La sobriété de la lecture de Thomas Jolly élucide aussi, vraisemblablement, le défaut de satiété observé çà et là au sein d'un auditoire plus sensible au spectacle qu'au texte. Habile, sa conception accompagne une écriture au plus près de l'intimité des sentiments et des cabales – le livret se montre avare de foule, résumée à des vociférations en coulisses. Puisant également au delà des ressources académiques, les lumières, réglées par Antoine Travert, sculptent le noir de la scénographie – très économe, dessinée par Thibaut Fack, que Maud Le Pladec agrémente de mouvements chorégraphiques – par ses faisceaux cotonneux, généralement colonnes, parfois dais triomphal irradiant jusque dans la salle. Les costumes de Gareth Pugh, peu soucieux de temporalité, condensent les idiosyncrasies, à l'image d'un Héliogabale passant d'une toge aux couleurs épiscopales à un damier de bouffon, après un cardinalice déguisement féminin, et participent du contrat dramaturgique avec le spectateur, orientant les affinités de ce dernier avec les personnages. La leçon d'histoire se veut d'abord miroir des affects, réflexion plus authentique – et plus distante aussi, peut-être – que ne le serait une banale actualisation à laquelle ne cède pas le metteur en scène français dont affleurent les affinités shakespeariennes.

L'exubérance du rôle-titre semblait toute destinée à Franco Fagioli (que le plafond de Chagall accueille enfin). La pyrotechnie du contre-ténor argentin privilégie désormais un medium et des graves élargis, dont il tire de remarquables effets de psychologie tératogène, au détriment d'un éclat et d'aigus contraints par l'évolution de l'instrument. Moins brillant que dans l'Artaserse de Vinci, le résultat s'en tient à une certaine extériorité, au diapason d'une caractérisation d'antipathie. Limité par l'acoustique des lieux, Valer Barna-Sabadus compense sa subtile incarnation de Giuliano par une musicalité délicate qui s'apparie instinctivement avec le diaphane du timbre. En Alessandro sévère et jaloux, Paul Groves démontre une admirable capacité à élargir sans cesse son répertoire qui fera pardonner une intégrité parfois discutable dans le haut de la tessiture.

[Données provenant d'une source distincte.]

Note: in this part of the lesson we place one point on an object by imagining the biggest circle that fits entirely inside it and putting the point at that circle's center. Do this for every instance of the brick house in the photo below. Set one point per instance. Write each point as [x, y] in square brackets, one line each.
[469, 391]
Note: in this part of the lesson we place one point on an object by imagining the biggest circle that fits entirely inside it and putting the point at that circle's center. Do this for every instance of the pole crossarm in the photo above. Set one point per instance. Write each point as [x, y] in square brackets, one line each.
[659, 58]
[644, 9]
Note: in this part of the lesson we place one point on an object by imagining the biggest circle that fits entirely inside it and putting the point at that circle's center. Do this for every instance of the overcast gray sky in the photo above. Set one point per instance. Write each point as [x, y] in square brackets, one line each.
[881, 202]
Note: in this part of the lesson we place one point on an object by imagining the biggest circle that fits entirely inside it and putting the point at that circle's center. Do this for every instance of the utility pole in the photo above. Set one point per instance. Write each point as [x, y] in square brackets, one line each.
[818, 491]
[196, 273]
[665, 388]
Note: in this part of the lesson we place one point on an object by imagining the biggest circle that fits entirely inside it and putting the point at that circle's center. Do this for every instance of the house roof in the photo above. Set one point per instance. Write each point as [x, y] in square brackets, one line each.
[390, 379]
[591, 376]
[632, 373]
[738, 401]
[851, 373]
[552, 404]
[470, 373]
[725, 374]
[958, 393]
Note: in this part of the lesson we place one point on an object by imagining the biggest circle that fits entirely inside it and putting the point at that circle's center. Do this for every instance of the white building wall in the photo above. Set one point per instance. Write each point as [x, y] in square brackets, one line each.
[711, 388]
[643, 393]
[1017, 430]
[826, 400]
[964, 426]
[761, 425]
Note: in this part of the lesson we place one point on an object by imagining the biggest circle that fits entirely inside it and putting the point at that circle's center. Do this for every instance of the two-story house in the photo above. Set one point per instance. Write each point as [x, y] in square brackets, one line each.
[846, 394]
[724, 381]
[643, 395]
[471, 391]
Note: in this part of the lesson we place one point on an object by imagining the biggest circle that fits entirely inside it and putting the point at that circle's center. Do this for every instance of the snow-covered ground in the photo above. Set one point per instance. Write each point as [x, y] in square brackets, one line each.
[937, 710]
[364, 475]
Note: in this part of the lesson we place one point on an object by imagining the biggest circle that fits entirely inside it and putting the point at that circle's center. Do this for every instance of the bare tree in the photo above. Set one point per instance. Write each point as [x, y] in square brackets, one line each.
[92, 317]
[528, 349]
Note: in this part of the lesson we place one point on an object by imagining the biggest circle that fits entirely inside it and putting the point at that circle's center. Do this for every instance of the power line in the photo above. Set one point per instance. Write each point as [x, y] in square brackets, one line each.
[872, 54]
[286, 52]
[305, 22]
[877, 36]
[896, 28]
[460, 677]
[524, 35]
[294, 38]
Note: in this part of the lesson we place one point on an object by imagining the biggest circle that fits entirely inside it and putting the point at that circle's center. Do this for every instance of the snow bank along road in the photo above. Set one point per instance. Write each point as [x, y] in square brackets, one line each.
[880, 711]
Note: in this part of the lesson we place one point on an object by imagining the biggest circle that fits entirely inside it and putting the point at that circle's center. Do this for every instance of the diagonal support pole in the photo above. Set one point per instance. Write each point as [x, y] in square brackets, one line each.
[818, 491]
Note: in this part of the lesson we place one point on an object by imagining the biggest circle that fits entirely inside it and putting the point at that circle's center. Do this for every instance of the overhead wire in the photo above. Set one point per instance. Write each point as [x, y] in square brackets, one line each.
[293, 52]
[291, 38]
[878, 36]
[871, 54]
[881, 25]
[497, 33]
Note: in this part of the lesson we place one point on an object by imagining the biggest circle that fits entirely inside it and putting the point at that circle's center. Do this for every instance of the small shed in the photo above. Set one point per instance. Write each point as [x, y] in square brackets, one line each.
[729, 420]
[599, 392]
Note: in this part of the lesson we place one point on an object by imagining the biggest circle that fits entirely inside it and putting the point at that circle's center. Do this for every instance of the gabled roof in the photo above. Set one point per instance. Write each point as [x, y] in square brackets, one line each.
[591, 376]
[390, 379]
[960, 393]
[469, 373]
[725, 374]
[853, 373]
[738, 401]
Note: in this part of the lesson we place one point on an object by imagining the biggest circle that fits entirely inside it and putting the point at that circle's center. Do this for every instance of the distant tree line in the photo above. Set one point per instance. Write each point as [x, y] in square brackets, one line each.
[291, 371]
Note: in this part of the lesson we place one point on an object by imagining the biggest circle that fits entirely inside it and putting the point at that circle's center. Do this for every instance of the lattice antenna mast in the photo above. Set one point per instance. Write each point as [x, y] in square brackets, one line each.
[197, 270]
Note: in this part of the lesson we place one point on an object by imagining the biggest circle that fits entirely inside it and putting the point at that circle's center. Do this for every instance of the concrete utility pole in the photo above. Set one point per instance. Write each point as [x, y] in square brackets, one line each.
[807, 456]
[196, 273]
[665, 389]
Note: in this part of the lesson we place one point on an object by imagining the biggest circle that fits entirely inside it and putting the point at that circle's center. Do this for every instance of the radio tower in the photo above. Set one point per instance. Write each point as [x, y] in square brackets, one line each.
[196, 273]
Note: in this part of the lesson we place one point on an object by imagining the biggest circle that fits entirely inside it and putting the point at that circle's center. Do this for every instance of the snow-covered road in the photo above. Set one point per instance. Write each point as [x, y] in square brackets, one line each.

Avec son babil fruité, Nadine Sierra exprime toute la séduction de Gemmira, jusque dans des ornementations dépassant les limites de la restitution historique, que ne décourage aucunement García Alarcón. Elin Rombo imprime à Eritea une ferveur dolente de laquelle se détache la légèreté d'Atilia, confiée à l'idéalement aérienne Mariana Florès. Emiliano Gonzalez-Toro maîtrise le travestissement de Lenia, nourrice aux mœurs intrigantes, sans avoir besoin de verser dans l'excès. Matthew Newlin affirme un jeu d'acteur efficace en Zotico, tandis que Scott Conner assume la basse caverneuse dévolue à Nerbulone et Tiferne.

À la tête du Chœur de Chambre de Namur (préparé par Thibaut Lenaerts) et de son orchestre Cappella Mediterranea, Leonardo García Alarcón affirme une inventive science du continuo et exalte une plénitude sonore et une opulence de couleurs qui n'oublie jamais les racines intimistes de l'écriture de Cavalli. La générosité de moyens préserve toujours l'expressivité des mots et de la ligne vocale, encourageant toutes les ressources du chant, jusqu'à la déclamation nue : l'équilibre du drame en musique ne cesse de se garder du spectaculaire inutile, à rebours peut-être de certains usages de la maison.